Aug 2021 - Apr 2022 | InfuseAI | Product Designer

PipeRider: Data Observability Tool for Data Scientists

Objectives

To increase user engagement and drive the growth of our product, we will conduct user research and gather feedback to identify areas for improvement and potentially develop a new product.

Role

I collaborated closely with the Product Director, 2 Product Managers, and 8 engineers to initiate the research process, generate ideas, and validate solutions, and successfully launch the product.

Outcome

Successfully brought the product from concept to launch, generated initial interest, and secured additional funding.

Process overview

Why we started with a new product?

InfuseAI offers PrimeHub, an open-source MLOps platform that streamlines research for data scientists. PrimeHub simplifies the research process with easy dataset loading and resource management. To sustain growth, we're conducting new user research to identify new opportunities and improve our product.

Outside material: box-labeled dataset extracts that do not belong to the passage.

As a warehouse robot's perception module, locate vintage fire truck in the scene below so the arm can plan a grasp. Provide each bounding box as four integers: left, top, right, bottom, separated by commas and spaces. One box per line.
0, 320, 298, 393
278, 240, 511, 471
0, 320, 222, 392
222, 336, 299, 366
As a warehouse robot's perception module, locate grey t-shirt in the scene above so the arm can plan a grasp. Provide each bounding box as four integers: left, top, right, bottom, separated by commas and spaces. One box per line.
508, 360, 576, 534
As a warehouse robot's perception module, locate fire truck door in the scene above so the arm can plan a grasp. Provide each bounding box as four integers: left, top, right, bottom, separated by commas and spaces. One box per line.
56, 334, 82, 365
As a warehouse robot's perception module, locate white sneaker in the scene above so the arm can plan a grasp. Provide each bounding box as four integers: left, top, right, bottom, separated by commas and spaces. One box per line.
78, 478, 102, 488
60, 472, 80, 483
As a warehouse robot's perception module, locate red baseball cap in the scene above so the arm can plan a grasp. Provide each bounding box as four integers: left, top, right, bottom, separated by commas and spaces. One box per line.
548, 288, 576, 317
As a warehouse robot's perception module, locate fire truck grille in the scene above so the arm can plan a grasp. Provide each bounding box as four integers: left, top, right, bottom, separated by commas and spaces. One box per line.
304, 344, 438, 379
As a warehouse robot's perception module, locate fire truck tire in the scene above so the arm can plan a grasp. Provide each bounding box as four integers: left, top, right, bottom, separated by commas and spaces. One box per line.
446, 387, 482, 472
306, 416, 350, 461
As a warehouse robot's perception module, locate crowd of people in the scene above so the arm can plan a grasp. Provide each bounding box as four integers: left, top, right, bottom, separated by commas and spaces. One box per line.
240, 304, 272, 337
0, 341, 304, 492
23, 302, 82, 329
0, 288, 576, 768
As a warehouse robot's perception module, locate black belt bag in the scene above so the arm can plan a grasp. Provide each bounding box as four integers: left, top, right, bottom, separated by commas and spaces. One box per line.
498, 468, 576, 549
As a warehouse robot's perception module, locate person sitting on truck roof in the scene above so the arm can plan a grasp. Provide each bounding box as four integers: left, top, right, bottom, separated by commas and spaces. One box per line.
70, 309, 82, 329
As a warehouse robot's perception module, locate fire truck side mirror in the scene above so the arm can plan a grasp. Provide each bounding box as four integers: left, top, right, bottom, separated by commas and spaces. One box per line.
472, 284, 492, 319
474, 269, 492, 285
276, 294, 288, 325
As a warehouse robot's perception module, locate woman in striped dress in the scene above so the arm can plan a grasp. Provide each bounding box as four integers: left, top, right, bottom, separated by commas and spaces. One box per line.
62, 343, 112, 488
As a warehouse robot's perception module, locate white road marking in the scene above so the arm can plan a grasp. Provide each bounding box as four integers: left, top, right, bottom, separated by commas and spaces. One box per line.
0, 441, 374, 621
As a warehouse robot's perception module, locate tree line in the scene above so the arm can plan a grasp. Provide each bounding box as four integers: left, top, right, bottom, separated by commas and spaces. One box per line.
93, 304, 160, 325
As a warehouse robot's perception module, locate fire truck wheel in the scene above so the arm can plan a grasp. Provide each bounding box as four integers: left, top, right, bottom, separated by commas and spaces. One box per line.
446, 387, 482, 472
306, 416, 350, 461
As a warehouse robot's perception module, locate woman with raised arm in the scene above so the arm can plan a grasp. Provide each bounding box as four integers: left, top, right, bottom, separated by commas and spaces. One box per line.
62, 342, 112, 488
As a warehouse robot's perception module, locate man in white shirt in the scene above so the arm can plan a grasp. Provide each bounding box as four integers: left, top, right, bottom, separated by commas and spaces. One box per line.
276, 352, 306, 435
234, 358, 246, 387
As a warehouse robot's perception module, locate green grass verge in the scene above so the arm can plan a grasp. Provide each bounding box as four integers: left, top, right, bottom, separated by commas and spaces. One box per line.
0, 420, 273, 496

Our original product, PrimeHub.

How we recruit the research participants?

To understand the pain points in the ML deployment process, I first helped the team create a survey. Then, in collaboration with the community manager, we distributed the survey across various data science communities. The survey was shared in 23 communities and we received 115 responses, resulting in 37 participants for further research.

A message that I sent to a well-known data scientists with 20k+ followers.

Social media posts

Fun fact #1

What’s the tip to reaching out to strangers on Linkedin?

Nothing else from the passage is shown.